Fitó  spoke with NutritionInsight: “Mediterranean Diet is a healthy, tasty, and varied diet. It is cheap, planet-friendly, and easy to follow. Thus, we believe that everyone should, at least, give it a try. In our case, our conclusions are particularly addressed to people with high cardiovascular risk (e.g., with diabetes, high cholesterol levels, hypertension, obesity, etc.), but its benefits may be extended to other population as well.”

“In addition, the PREDIMED Study established that the patients who benefited from this diet presented this effect when they incorporated in their daily life 2 “Mediterranean modifications” (e.g., starting to cook with virgin olive oil; increasing their consumption of fruits to 3 portions or their intake of vegetables to 2 portions in a day; eating 3 or more servings of tree nuts, legumes, or fish per week; changing beef, lamb, pork, and processed meat for poultry, etc.). Therefore, making one of these easy changes could be the first step towards a better heart health,” Fitó explains.
 
How should the nutrition industry change their guidelines based on this research? “We provide a new possible reason to explain why following a Mediterranean Diet is protective for our cardiovascular health,” Fitó continues. “To study the cardioprotective mechanisms of an antioxidant-rich diet may contribute to the development of future therapeutic targets oriented to improve HDL functions. It would be desirable to know whether these HDL function-related properties are exerted by available hypolipaemic agents.”

Researchers randomly selected 296 people at high risk of cardiovascular disease participating in the PREDIMED (PREvención con DIeta MEDiterránea) study.

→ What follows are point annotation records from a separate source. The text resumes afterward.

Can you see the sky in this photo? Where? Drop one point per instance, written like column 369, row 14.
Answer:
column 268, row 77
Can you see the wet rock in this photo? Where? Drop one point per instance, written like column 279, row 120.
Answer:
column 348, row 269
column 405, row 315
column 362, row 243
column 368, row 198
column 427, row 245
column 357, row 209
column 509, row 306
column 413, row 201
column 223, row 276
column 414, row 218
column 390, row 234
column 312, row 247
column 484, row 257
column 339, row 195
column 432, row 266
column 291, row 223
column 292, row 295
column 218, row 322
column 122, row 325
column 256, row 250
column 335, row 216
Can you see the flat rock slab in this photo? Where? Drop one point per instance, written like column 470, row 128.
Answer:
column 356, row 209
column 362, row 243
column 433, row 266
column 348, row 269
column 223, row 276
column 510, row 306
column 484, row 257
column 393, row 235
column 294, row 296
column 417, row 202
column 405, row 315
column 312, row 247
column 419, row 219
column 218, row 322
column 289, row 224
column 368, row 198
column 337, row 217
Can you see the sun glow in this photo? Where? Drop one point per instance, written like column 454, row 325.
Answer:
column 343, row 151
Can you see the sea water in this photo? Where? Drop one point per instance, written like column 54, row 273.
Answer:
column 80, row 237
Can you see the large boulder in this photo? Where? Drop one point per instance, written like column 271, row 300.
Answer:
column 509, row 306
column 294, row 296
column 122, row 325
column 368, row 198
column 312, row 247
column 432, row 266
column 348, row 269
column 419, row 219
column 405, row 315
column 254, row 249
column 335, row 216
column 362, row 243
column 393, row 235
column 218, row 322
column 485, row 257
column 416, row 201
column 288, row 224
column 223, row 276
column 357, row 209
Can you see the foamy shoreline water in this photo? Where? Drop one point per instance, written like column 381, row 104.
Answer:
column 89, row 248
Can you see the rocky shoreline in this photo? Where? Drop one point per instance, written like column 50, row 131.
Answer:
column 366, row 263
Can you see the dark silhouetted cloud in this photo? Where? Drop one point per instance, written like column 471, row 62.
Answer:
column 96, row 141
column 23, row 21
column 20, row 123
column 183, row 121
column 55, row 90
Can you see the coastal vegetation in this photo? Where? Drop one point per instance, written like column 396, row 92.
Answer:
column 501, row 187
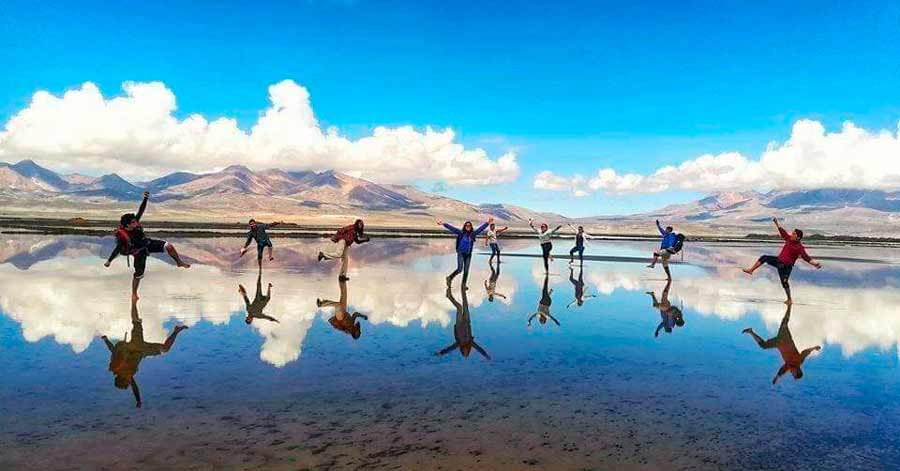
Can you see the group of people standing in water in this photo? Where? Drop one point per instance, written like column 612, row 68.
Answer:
column 131, row 241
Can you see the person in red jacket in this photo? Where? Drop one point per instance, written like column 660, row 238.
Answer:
column 343, row 239
column 784, row 262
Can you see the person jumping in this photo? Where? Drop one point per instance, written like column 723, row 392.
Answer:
column 792, row 358
column 343, row 239
column 667, row 248
column 490, row 239
column 258, row 231
column 465, row 242
column 792, row 250
column 544, row 236
column 131, row 241
column 580, row 237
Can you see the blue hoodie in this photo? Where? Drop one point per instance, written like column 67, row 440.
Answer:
column 465, row 242
column 668, row 239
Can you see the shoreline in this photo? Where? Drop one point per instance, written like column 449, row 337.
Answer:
column 176, row 229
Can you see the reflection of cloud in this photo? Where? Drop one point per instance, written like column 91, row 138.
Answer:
column 73, row 298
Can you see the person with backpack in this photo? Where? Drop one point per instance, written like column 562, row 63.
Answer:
column 465, row 242
column 792, row 250
column 580, row 237
column 544, row 236
column 258, row 231
column 491, row 239
column 131, row 241
column 343, row 239
column 671, row 244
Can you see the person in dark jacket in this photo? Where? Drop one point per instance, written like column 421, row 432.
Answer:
column 343, row 239
column 465, row 243
column 258, row 232
column 131, row 241
column 792, row 250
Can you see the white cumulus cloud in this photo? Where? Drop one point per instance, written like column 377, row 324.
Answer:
column 138, row 134
column 811, row 158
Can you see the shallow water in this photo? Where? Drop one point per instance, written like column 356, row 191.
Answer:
column 597, row 391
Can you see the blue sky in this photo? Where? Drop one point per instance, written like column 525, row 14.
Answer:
column 572, row 87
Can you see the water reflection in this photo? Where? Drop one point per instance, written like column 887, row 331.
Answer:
column 793, row 359
column 464, row 341
column 342, row 320
column 255, row 308
column 671, row 316
column 578, row 284
column 543, row 312
column 126, row 355
column 490, row 285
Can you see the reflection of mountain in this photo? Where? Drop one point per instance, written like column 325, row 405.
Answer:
column 59, row 289
column 27, row 188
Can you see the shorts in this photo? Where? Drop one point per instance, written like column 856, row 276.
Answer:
column 784, row 270
column 140, row 258
column 664, row 256
column 260, row 247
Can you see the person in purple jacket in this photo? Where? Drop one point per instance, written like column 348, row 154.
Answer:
column 465, row 242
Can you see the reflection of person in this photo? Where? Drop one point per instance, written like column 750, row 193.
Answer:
column 131, row 240
column 343, row 320
column 579, row 287
column 491, row 285
column 462, row 329
column 543, row 312
column 465, row 242
column 671, row 316
column 343, row 239
column 258, row 232
column 127, row 354
column 544, row 237
column 792, row 250
column 784, row 342
column 256, row 307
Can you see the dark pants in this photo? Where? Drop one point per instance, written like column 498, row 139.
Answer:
column 463, row 260
column 140, row 258
column 580, row 250
column 495, row 251
column 546, row 247
column 784, row 271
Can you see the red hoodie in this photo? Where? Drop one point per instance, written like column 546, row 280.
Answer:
column 792, row 250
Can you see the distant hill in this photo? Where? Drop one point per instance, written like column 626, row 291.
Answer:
column 236, row 193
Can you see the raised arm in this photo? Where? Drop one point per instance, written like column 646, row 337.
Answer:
column 805, row 353
column 137, row 392
column 143, row 205
column 480, row 350
column 447, row 350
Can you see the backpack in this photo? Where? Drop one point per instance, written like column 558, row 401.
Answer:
column 679, row 244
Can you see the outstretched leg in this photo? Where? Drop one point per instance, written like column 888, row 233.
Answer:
column 170, row 249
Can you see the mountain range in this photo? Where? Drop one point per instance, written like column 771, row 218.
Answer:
column 328, row 197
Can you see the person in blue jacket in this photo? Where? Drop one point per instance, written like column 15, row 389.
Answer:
column 465, row 242
column 666, row 247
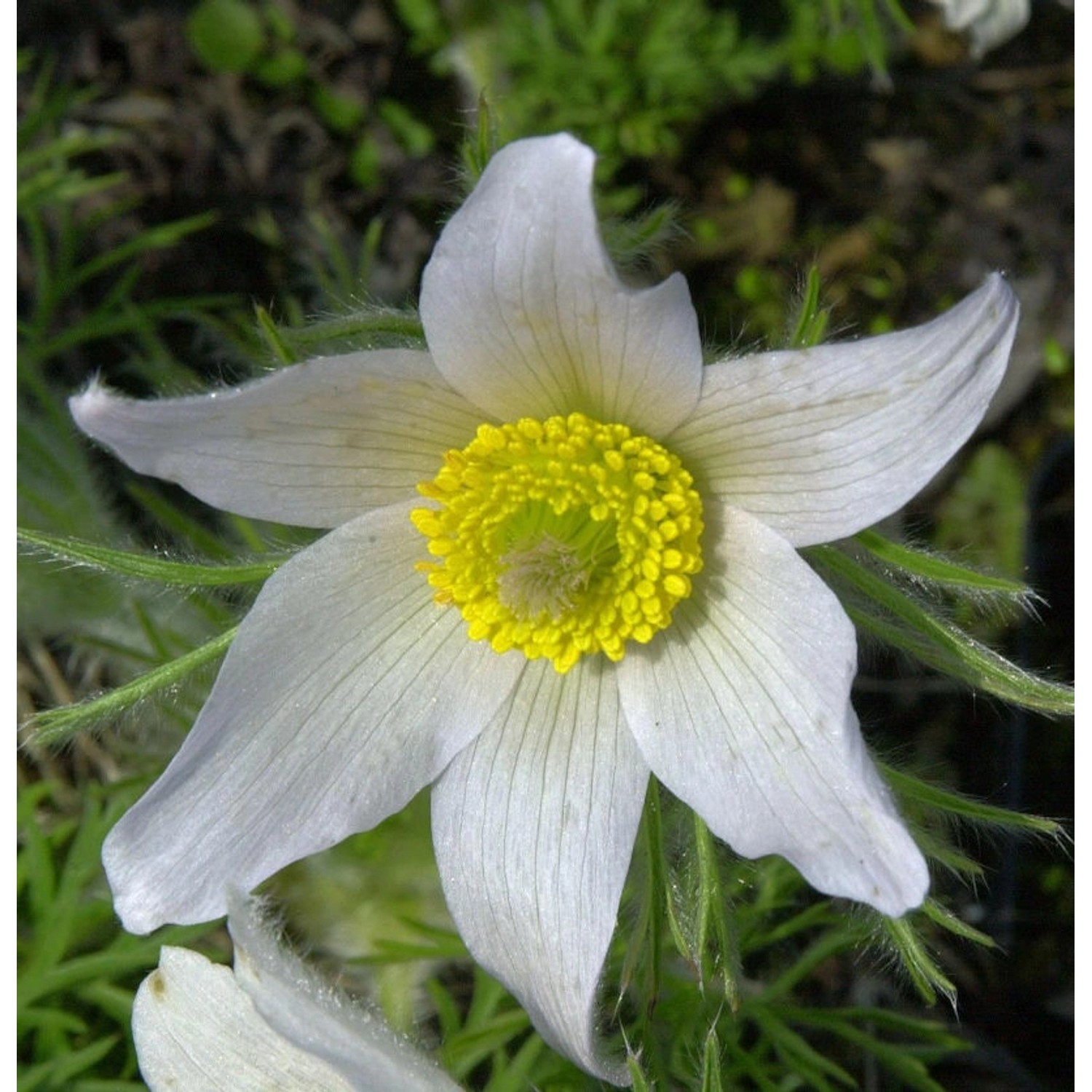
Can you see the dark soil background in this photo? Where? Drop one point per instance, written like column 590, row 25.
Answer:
column 956, row 170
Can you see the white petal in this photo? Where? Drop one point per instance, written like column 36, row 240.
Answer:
column 347, row 690
column 298, row 1005
column 743, row 710
column 197, row 1031
column 534, row 826
column 989, row 22
column 526, row 316
column 274, row 1024
column 823, row 443
column 314, row 445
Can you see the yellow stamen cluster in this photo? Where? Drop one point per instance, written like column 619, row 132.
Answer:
column 561, row 537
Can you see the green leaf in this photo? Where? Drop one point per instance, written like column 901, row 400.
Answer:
column 227, row 35
column 937, row 642
column 59, row 725
column 915, row 958
column 923, row 794
column 143, row 566
column 941, row 571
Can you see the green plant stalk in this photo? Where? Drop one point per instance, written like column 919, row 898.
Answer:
column 969, row 660
column 143, row 567
column 59, row 725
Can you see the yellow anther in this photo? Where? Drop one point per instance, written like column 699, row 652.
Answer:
column 550, row 537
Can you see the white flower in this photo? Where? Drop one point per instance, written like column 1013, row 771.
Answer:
column 989, row 23
column 272, row 1024
column 602, row 581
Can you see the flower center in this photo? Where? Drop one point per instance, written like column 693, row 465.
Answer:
column 561, row 537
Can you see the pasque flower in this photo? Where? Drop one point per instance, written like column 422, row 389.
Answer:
column 271, row 1024
column 563, row 556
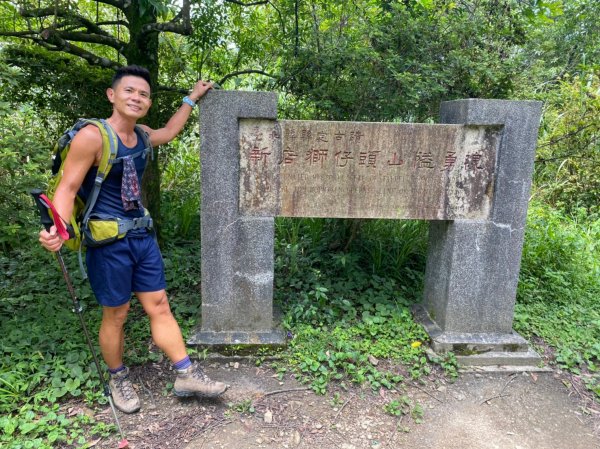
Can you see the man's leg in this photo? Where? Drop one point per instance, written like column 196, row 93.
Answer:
column 111, row 339
column 166, row 333
column 112, row 335
column 163, row 326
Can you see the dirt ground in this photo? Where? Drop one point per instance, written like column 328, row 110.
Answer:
column 481, row 410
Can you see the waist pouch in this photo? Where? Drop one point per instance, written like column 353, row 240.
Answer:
column 99, row 231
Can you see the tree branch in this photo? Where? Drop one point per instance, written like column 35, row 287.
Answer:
column 181, row 23
column 121, row 4
column 243, row 72
column 238, row 2
column 59, row 44
column 166, row 27
column 69, row 17
column 91, row 39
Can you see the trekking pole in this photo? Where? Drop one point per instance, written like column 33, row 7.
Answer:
column 43, row 204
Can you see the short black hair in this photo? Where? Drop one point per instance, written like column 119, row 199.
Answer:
column 130, row 70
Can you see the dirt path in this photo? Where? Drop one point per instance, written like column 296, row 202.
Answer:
column 478, row 411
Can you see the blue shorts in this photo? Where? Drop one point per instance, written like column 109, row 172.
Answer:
column 132, row 264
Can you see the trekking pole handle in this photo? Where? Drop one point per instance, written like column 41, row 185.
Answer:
column 45, row 218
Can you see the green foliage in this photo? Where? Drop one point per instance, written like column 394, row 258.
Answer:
column 180, row 187
column 405, row 406
column 44, row 358
column 568, row 157
column 60, row 88
column 24, row 164
column 559, row 288
column 367, row 61
column 342, row 311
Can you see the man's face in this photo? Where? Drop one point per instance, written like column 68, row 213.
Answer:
column 130, row 97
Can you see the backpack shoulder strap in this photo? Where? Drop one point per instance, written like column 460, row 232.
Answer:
column 146, row 138
column 110, row 146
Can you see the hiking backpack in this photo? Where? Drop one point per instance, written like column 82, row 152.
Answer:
column 82, row 209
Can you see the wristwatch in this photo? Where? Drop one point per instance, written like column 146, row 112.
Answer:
column 189, row 101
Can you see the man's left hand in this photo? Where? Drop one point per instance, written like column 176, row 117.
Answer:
column 200, row 89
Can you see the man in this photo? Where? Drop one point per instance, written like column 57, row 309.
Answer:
column 131, row 264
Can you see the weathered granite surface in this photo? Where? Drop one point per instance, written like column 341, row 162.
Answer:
column 366, row 170
column 237, row 251
column 473, row 265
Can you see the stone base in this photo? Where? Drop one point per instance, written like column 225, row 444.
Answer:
column 479, row 349
column 266, row 338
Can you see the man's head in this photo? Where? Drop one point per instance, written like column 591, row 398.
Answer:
column 130, row 70
column 130, row 92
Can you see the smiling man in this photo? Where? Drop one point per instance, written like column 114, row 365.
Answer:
column 132, row 264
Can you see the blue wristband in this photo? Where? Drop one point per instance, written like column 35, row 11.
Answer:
column 189, row 101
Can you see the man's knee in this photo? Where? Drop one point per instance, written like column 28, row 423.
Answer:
column 115, row 316
column 156, row 305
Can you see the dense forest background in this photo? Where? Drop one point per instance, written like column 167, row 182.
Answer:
column 367, row 60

Blood samples were taken from the participants at the beginning of the study and again at the end.

Participants, average age 66, were randomly assigned to one of three diets for a year: a traditional Mediterranean diet enriched with virgin olive oil (about 4 tablespoons) each day, a traditional Mediterranean diet enriched with extra nuts (about a fistful) each day, or a healthy “control” diet that reduced consumption of red meat, processed food, high-fat dairy products and sweets.

In addition to emphasizing fruit, vegetables, legumes, such as beans, chickpeas and lentils, and whole grains, both Mediterranean diets included moderate amounts of fish and poultry.

The study found that only the control diet reduced total and LDL cholesterol levels.

None of the diets increased HDL levels significantly. However the Mediterranean diets did improve HDL function. The improvement in HDL function was much larger among those consuming an extra quantity of virgin olive oil.

Fitó and her team found that the Mediterranean diet enriched with virgin olive oil improved key HDL functions, including: Reverse cholesterol transport, the process by which HDL removes cholesterol from plaque in the arteries and transports it to the liver where it is used to produce hormonal compounds or eliminated from the body.

Antioxidant protection, the ability of HDL to counteract the oxidation of LDL, which has been found to trigger the development of plaque in the arteries. Vasodilator capacity, which relaxes blood vessels, keeping them open and blood flowing.

Researchers said they were surprised to find that the control diet, which like the Mediterranean diets was rich in fruits and vegetables, had a negative impact on HDL’s anti-inflammatory properties.

A decrease in HDL’s anti-inflammatory capability is associated with cardiovascular disease.

Participants on the Mediterranean diets did not experience a decline in this important HDL function, the authors wrote.

Researchers said the differences in results between the diets were relatively small because the modifications of the Mediterranean diets were modest and the control diet was a healthy one.

Fitó added that study results are mainly focused on a high cardiovascular risk population that includes people who can obtain the most benefits from this diet intervention.

Still, Fitó said, “Following a Mediterranean diet rich in virgin olive oil could protect our cardiovascular health in several ways, including making our ‘good cholesterol’ work in a more complete way.”